Fiscal deficit is to be reduced by an amount equivalent to 0.3 per cent or more of the estimated GDP at the end of each financial year and reduced to no more than three per cent of the estimated GDP by the financial year ending on March 31, 2009.
It is observed that the process of fiscal consolidation under FRBMA has been continuous and essentially an incremental one.
Measures of FRBMA:
Under FRBMA, some of the important fiscal measures that are now being implemented include:
(i) Rectifying aromatics like inverted duty structure;
(ii) Rationalizing excise duties with a movement towards a median CENVAT rate;
(iii) Revisiting the tax exemptions relying on voluntary tax compliance through tax payer facilitation;
(iv) Introduction of state-level VAT for achieving a non-cascading, self-enforcing, and harmonized Commodity taxation regime;
(v) Increasing productivity of expenditure through an outcome budget framework, which seeks to translate outlays into betters outcomes through monitor-able performance indicators; and
(vi) Innovative financing mechanism like creation of special Purpose vehicle (SPV) for infrastructure projects. As per FRBMA provision, states have also joined the process of fiscal consolidation in line with the Twelfth Finance Commission’s (TFC) recommendations and are now complementing seriously the efforts of the Central Government.
It is observed that the progress in fiscal consolidation has also been satisfactory in the post-FRBM period. The fiscal deficit of the Centre as a proportion of GDP has declined from 6.2 per cent in 2001-02 to 3.8 per cent in 2006-07. While the previous efforts at fiscal consolidation in the pre-FRBM era was not consistently successful but the mandated FRBMA mechanism has proved to be more effective.
As a result of FRBMA, the revenue deficit and fiscal deficit has been declining consistently in the post-FRBM period. Gradual decline in revenue deficit together with the reduction in fiscal deficit resulted in a decline in the proportion of revenue deficit to fiscal deficit by 22.7 percentage points in three years (2003-06).
The proportion of borrowed funds applied to assets creation, correspondingly increased to 43 per cent in 2006-07.
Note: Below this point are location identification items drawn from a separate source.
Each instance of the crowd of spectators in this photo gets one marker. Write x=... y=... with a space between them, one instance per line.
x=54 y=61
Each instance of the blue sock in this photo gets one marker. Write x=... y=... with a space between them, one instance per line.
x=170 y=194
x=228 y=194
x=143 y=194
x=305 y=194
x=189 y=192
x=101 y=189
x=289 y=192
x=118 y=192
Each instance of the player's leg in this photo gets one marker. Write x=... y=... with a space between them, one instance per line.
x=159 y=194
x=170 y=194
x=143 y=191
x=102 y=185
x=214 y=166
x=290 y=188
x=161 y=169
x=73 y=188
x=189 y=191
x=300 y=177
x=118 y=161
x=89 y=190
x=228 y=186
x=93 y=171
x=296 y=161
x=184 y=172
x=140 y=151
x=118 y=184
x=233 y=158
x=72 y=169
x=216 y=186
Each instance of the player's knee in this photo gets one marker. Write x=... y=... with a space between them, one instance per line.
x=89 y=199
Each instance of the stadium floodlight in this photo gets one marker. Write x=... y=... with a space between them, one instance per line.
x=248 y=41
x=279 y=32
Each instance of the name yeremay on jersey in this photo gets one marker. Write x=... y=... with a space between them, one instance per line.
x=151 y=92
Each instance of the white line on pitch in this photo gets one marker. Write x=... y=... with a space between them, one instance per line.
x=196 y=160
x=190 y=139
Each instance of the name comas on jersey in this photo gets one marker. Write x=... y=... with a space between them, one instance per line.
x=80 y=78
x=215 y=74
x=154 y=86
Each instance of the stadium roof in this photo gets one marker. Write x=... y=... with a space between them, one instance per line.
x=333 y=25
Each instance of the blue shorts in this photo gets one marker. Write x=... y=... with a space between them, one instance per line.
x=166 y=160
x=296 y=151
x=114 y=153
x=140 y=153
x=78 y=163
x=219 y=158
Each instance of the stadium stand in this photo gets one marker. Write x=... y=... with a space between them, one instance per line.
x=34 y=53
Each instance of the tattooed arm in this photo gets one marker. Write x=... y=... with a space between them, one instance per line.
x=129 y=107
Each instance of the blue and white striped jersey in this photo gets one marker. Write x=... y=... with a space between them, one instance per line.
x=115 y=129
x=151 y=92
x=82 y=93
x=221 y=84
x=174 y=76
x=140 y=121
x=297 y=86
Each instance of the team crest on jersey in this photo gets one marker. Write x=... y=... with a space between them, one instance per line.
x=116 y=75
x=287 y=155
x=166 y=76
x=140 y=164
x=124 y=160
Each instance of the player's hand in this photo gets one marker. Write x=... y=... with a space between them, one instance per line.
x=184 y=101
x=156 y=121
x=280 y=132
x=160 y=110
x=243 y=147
The fiscal situation of the states also improved considerably which in fact was even better as compared to that of Central Government. Fiscal deficit of states as a proportion of GDP declined by 1.9 percentages points in the post FRBMA period, i.e., from 4.5 per cent in 2003-04 to 2.6 per cent in 2006-07.
The revenue deficit is budgeted to get eliminated by 2006-07, two years ahead of schedule. A strong incentive based restructuring scheme of fiscal transfers to serve the objectives of equity and efficiency by embedding in a framework of fiscal consolidation proposed by TFC seems to have succeeded.